Quelles prérogatives pour louer son bien pour les Jeux Olympiques ?

À l’image des propriétaires, les locataires peuvent également se lancer dans l’aventure de la sous-location pour les Jeux Olympiques. Dans ce cadre, ces derniers ont l’obligation de se fier à la loi du 6 juillet 1989 qui règlemente cette opportunité. En effet, pour ce faire, les locataires doivent demander l’autorisation par écrit à leur propriétaire. De même, et c’est là où le bât blesse, le montant fixé pour la sous-location doit se trouver au même niveau que celui que le bailleur demande. Autant dire qu’avec une plus-value inexistante, cette opération ne représente aucun gain notable. De manière spécifique, les logements sociaux sont interdits à la sous-location.

Dans le cadre d’une location d’une résidence secondaire pour les Jeux Olympiques, la situation s’avèrera plus complexe. En effet, pour pallier le problème du manque de logements disponibles, certaines villes ont exigé un recours particulier en mairie. De fait, il vous faudra demander une autorisation de changement d’usage. Dans cette mesure, la mairie peut demander une règle de compensation. Ainsi, vous aurez à modifier un local à usage commercial en habitation dans le but de le rendre disponible à la location. En cas d’absence d’autorisation de changement d’usage, le propriétaire s’expose à une amende de 50 000 euros.
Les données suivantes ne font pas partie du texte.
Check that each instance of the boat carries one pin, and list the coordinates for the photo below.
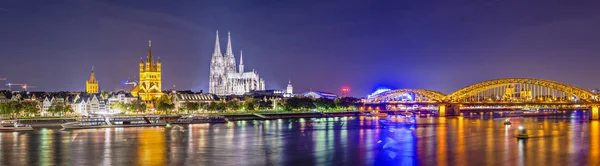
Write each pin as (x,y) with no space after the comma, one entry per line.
(381,115)
(507,121)
(13,125)
(192,119)
(114,122)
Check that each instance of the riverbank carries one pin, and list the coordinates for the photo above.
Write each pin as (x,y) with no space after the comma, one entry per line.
(55,122)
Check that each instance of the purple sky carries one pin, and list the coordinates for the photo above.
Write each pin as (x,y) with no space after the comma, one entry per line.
(323,45)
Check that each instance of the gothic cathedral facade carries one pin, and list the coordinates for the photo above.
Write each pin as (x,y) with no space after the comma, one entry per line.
(225,79)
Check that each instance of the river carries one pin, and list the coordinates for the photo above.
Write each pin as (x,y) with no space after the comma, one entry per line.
(555,140)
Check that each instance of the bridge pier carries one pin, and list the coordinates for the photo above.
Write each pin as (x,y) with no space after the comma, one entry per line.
(594,113)
(448,110)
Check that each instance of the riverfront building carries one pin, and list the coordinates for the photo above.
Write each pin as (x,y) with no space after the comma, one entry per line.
(91,85)
(150,84)
(224,79)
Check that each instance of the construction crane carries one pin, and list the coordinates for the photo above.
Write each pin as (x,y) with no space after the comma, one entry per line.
(25,86)
(11,84)
(127,82)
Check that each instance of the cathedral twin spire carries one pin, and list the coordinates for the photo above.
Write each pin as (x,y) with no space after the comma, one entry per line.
(230,59)
(150,65)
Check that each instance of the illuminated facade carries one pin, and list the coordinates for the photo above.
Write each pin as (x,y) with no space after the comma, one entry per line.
(289,90)
(224,79)
(150,84)
(91,85)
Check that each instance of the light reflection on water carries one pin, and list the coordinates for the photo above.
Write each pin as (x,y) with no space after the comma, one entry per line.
(326,141)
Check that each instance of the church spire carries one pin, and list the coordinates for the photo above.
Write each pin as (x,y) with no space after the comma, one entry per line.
(241,62)
(92,76)
(217,47)
(150,60)
(229,51)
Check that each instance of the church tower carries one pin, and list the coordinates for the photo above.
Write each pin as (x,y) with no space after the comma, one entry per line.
(289,89)
(150,84)
(229,57)
(91,85)
(217,74)
(241,70)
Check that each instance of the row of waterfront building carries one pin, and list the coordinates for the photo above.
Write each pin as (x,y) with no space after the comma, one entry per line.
(225,79)
(83,103)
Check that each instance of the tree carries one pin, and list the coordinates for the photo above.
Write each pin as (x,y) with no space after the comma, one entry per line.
(296,103)
(324,103)
(59,107)
(345,102)
(232,105)
(164,104)
(29,107)
(249,103)
(137,106)
(265,105)
(190,106)
(9,108)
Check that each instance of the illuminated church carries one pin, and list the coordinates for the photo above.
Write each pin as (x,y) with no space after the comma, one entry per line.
(91,85)
(150,85)
(225,79)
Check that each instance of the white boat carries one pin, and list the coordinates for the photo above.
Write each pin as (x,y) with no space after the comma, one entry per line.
(12,125)
(113,122)
(200,119)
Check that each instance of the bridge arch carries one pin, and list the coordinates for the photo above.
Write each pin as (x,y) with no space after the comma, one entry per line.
(413,94)
(528,87)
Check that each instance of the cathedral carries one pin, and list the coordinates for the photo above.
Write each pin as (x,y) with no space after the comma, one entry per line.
(91,85)
(225,79)
(149,87)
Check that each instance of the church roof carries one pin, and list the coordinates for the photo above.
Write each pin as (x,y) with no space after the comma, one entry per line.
(195,97)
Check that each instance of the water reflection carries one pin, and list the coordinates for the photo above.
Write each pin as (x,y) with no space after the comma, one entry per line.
(329,141)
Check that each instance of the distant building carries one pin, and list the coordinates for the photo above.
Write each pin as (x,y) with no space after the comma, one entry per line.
(150,84)
(265,93)
(595,91)
(3,98)
(319,94)
(289,91)
(47,103)
(179,99)
(91,85)
(224,79)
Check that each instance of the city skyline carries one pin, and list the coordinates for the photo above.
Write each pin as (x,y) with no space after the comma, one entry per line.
(426,50)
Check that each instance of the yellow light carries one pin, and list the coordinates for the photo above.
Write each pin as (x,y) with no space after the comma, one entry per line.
(442,110)
(595,114)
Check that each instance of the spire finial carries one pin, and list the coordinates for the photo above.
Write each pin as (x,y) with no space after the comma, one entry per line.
(217,51)
(241,62)
(241,58)
(229,51)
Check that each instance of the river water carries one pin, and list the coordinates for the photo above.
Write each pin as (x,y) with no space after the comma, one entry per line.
(556,140)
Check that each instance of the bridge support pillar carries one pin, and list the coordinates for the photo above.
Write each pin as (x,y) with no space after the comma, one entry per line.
(448,110)
(594,112)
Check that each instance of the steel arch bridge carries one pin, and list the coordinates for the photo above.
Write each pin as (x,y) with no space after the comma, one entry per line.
(525,88)
(422,95)
(508,93)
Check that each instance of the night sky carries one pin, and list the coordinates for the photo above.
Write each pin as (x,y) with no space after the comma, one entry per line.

Par quel biais louer son bien ?

Avec les Jeux Olympiques, les plateformes comme Airbnb vont être prises d’assaut pour mettre en relation propriétaires et locataires. Effectivement, passer par une plateforme reconnue permet d’avoir certaines garanties non négligeables. Dans cette mesure, le site Airbnb met en avant une garantie spéciale afin de couvrir d’éventuelles dégradations liées à la location. Évidemment, cette dernière possède ses limites. Effectivement, elle ne couvre pas les dommages sur les œuvres d’art et objets de collection. Cependant, l’entreprise sert de médiateur parfois utilise dans les litiges entre propriétaire et locataires.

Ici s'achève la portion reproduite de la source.